Percakapanpun berlanjut hingga hari menjelang maghrib. Tak lama setelah itu ada berita buruk bila sang ayah dibawa kerumah sakit. Ayahnya mengalami luka saat terjatuh di rumah, lukanya mungkin biasa namun beliau menderita diabetes sehingga hal itu memperparah keadaan. Aku tak bisa berbuat apa-apa selain memotivasinya melalui telepon agar dia tidak ikut drop. Apa yang bisa dilakukan olehnya selain dia tidak melakukan daftar ulang di salah satu universitas negeri di Surabaya. Dia berusaha mengikhlaskannya dan mulai saat itu dia pulang pergi Surabaya-Malang setiap hari. Melakukan perjalanan di saat sore menuju Surabaya karena pada pukul 19.00 WIB tepat dia sudah harus bekerja di salah satu pabrik percetakan koran disana. Dan saat semua terlelap untuk menikmati alam mimpinya dia harus pulang dengan mengendarai sepeda motornya dia melakukan perjalanan ke salah satu rumah sakit di Malang. Saat baru menginjakkan kaki di rumah sakit tersebut terdengarlah suara adzan bergegas dia menuju masjid untuk beribadah dan mengucap doa demi kesembuhan sang ayah.

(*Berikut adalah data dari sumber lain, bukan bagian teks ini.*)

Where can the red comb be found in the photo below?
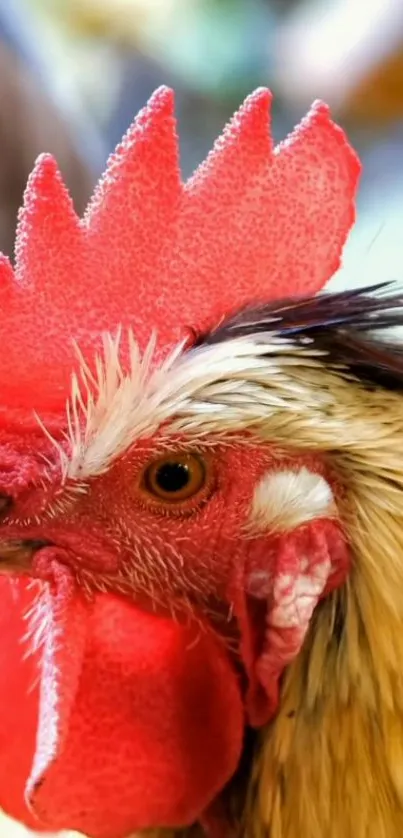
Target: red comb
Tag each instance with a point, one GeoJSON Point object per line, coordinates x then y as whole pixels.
{"type": "Point", "coordinates": [151, 253]}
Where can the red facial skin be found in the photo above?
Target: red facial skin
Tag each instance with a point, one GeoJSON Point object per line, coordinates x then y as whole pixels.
{"type": "Point", "coordinates": [133, 663]}
{"type": "Point", "coordinates": [148, 617]}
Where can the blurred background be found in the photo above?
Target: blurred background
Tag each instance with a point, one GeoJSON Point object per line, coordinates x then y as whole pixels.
{"type": "Point", "coordinates": [73, 73]}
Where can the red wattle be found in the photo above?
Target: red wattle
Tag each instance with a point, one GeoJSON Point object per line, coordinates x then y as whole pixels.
{"type": "Point", "coordinates": [154, 729]}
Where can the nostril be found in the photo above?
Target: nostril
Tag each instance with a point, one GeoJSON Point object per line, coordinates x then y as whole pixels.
{"type": "Point", "coordinates": [6, 503]}
{"type": "Point", "coordinates": [16, 555]}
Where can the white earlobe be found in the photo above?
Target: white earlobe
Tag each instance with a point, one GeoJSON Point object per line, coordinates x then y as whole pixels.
{"type": "Point", "coordinates": [285, 499]}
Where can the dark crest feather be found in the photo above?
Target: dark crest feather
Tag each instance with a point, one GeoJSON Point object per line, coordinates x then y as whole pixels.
{"type": "Point", "coordinates": [344, 325]}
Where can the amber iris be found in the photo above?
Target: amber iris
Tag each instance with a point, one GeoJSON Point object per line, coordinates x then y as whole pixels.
{"type": "Point", "coordinates": [175, 478]}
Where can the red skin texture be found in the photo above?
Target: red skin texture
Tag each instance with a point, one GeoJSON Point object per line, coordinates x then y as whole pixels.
{"type": "Point", "coordinates": [121, 744]}
{"type": "Point", "coordinates": [252, 225]}
{"type": "Point", "coordinates": [141, 718]}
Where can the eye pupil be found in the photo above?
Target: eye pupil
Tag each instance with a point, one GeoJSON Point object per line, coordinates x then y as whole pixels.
{"type": "Point", "coordinates": [172, 477]}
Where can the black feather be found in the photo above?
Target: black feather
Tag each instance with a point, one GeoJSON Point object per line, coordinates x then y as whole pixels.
{"type": "Point", "coordinates": [344, 325]}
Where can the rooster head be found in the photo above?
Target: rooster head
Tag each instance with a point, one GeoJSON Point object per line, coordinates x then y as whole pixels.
{"type": "Point", "coordinates": [194, 453]}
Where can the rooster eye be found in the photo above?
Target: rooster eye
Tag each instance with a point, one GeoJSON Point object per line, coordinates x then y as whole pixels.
{"type": "Point", "coordinates": [175, 478]}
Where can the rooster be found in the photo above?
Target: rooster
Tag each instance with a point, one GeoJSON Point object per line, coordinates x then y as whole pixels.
{"type": "Point", "coordinates": [201, 528]}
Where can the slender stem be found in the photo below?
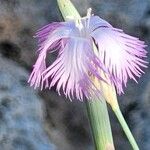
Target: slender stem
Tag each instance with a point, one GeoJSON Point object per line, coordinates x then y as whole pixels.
{"type": "Point", "coordinates": [97, 109]}
{"type": "Point", "coordinates": [100, 124]}
{"type": "Point", "coordinates": [126, 128]}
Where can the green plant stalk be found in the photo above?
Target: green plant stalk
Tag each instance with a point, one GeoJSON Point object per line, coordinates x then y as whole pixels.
{"type": "Point", "coordinates": [96, 108]}
{"type": "Point", "coordinates": [100, 124]}
{"type": "Point", "coordinates": [111, 98]}
{"type": "Point", "coordinates": [126, 129]}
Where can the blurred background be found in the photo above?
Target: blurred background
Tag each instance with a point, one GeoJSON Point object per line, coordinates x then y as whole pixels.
{"type": "Point", "coordinates": [42, 120]}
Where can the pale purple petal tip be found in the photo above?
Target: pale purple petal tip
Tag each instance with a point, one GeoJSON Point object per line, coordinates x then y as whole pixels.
{"type": "Point", "coordinates": [120, 57]}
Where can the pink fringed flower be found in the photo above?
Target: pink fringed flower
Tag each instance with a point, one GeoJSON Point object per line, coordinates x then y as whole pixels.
{"type": "Point", "coordinates": [119, 56]}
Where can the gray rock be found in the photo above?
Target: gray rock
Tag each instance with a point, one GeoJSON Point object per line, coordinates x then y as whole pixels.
{"type": "Point", "coordinates": [21, 111]}
{"type": "Point", "coordinates": [66, 123]}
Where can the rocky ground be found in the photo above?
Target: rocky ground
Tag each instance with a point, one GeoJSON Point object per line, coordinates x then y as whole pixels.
{"type": "Point", "coordinates": [43, 120]}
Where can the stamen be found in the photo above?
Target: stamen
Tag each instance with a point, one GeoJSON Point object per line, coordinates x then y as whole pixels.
{"type": "Point", "coordinates": [79, 24]}
{"type": "Point", "coordinates": [89, 12]}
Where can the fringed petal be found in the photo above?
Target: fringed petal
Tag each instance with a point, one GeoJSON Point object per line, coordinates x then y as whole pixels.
{"type": "Point", "coordinates": [36, 78]}
{"type": "Point", "coordinates": [72, 69]}
{"type": "Point", "coordinates": [121, 54]}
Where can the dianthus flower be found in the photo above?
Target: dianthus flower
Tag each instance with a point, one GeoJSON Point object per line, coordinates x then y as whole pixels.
{"type": "Point", "coordinates": [119, 56]}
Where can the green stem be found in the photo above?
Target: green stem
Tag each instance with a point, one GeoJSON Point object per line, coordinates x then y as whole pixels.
{"type": "Point", "coordinates": [126, 128]}
{"type": "Point", "coordinates": [97, 109]}
{"type": "Point", "coordinates": [100, 124]}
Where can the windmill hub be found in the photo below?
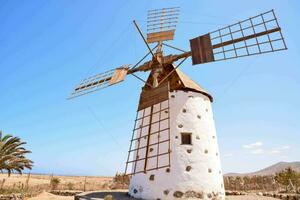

Seorang laki-laki yang begitu tangguh yang kukenal selama ini, aku telah mengenalnya kurang lebih dari 3 tahun lamanya. Waktu yang tak pendek untuk mengerti dia. Tetapi solusi yang kuberikan padanya rasanya tak mencerminkan lamanya aku mengenal dia. Aku tak tau bagaimana keadaan keluarganya yang sebenarnya hingga aku asal memberi solusi yang berakhir pada penyesalan.

Dari hari kehari ayahnya semakin parah, hingga akhirnya beliau dipindah ke rumah sakit yang lebih baik penanganannya. Awalnya beliau mengalami perkembangan yang baik. Dan kembali drop setelah satu bulan disana, tak tau apa penyebabnya yang awalnya beliau dikabarkan akan cepat pulang namun semakin ngedrop saat salah seorang dokter memberi kabar dihadapan ayahnya secara langsung bahwa beliau tidak jadi dipulangkan, semenjak itu kondisi ayahnya semakin drop dan penyakit asma mulai menyerangnya, namun setelah diperiksa dilaboratorium ternyata hasilnya ialah di paru-paru ayahnya terdapat cairan yang harus disedot setiap harinya banyaknya cairan tersebut mencapai 10ml. Sungguh riskan, aku hamper setiap hari menemani hari-harinya menunggui ayahnya.Andai aku adalah anaknya aku pasti tiada henti meneteskan air mata, meski aku bukan siapa-siapanya saja aku tetap menangis meski tak dihadapannya. Tapi dia begitu tegar hingga hanya senyum yang terlihat saat dihadapan ayahnya, dan doa yang terucap saat dia bersujud dihadan sang Khalik.

Nampaknya tuhan sangat menyayanginya, saat akhirnya ayahnya dipanggil begitu cepat. Semua pengorbanannya terbayar dengan jawaban tuhan yang tak pernah terbayangkan. Biaya rumah sakit, biaya hidup selama dirumah sakit dan semuanya harus dipikul dipundaknya. Tekanan tersebut yang membuat dia kerja keras dan melupakan kondisi tubuhnya. Meski dia tak pernah menunjukkan sakitnya apa tapi terlihat bahwa tubuhnya semakin kurus pipinya terlihat tirus dan dia suka sekali makan-makanan yang terlewat asin.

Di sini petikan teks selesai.